They boil down to one: how does Wagner interfuse his music
and his meaning? In the large, by his manipulation of musical
memory
by recapitulations and other formal symmetries, familiar from
the music of other periods (though never before so extensive
nor so complex); in the small by the leitmotif. Large and
small are, of course, closely related. The function of the leitmotif
is to build, to describe, to recall. First it gives something
a name and sound; every subsequent incidence is a reminder;
at
the point when the sound becomes the thing named and we have
learned to think in this language, the leitmotif becomes a
building-unit from which the structure is formed.
Even at its most straightforward this is not simple. The most
purely demonstrative motifs are not one-dimensional, and as the
work advances most of them accumulate a web of associations that
makes any one name inadequate. An activity (smithying) becomes
the whole race of Nibelungs or an individual Nibelung of particular
importance (Mime); an object (his horn) becomes a character (Siegfried).
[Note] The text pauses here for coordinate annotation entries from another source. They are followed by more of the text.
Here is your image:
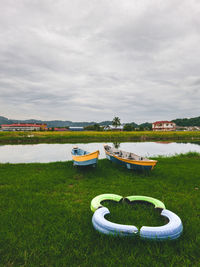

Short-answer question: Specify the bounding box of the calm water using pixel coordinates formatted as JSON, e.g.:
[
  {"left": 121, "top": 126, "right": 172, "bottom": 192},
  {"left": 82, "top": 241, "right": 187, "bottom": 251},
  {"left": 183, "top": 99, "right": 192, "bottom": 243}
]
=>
[{"left": 0, "top": 142, "right": 200, "bottom": 163}]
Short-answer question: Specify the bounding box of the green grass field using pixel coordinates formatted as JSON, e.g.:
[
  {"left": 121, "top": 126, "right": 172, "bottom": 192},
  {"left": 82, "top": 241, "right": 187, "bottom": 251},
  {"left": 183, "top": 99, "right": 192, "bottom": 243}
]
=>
[
  {"left": 0, "top": 131, "right": 200, "bottom": 144},
  {"left": 0, "top": 153, "right": 200, "bottom": 267}
]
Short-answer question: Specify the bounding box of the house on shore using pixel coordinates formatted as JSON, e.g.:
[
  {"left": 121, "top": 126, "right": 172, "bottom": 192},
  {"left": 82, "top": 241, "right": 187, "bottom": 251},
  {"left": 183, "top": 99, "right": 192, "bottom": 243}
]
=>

That his sword also comes to ‘be’ Siegfried is a
yet more complex development because we have seen its history—its
discovery by his father, the fight in which it was shattered
and the father killed, the forge in which it was remade. With
Wotan’s spear, the history (slowly divulged, though not
seen on the stage, throughout the tetralogy) is such as to make
the equation Wotan/spear/authority/contracts/restraints a drastic
shorthand whenever the motif is heard. Thus when sword splinters
spear in the third act of Siegfried, the cycle reverberates from
beginning to end. Twilight contains the subtlest example of this
process: Alberich’s use of the Tarnhelm in The Rhinegold
is simply to become invisible and to transform himself into serpent
and toad; in the first two acts of Twilight this fairy-tale device
(almost forgotten meanwhile) comes to represent deception, becoming
the means whereby deception can be manipulated to play upon an
inner weakness. As such it is indispensable to the meaning as
well as the mechanism of the plot.
From the most onomatopoeic (the waters of the Rhine) to the
most abstract (the motive often simply labelled ‘destiny’, ‘renunciation
of’, or ‘redemption by’, ‘love’),
the leitmotifs always do their work successfully because they
are musical objects of great distinctness. Not only things—objects,
places, types, individuals—but activities and ideas are
rendered in brief, memorable musical things which scarcely ever
change and, when they do, always remain recognisable. As Wagner’s
paragraphs grow longer, the harmonic usage more supercharged,
the motivic combinations (whether fluent or ‘yoked together
by violence’) more bold and subtle, the range of reference
further-flung, these essential nuggets can always be apprehended
and identified.
Since leitmotifs are memory-containers as well as building-units,
the vital facts come to mind whenever the sound is heard. Without
this constant reminder of things past we would not be able fully
to understand the present. Moreover with leitmotifs memory works
forward too; the present is made omniscient by this commentary
from fore and aft. ‘It takes a sound realist to make a
convincing symbolist’, as D. J. Enright once wrote; the
wealth of interpretation The Ring attracts would not be possible
without its strong basis in specifics.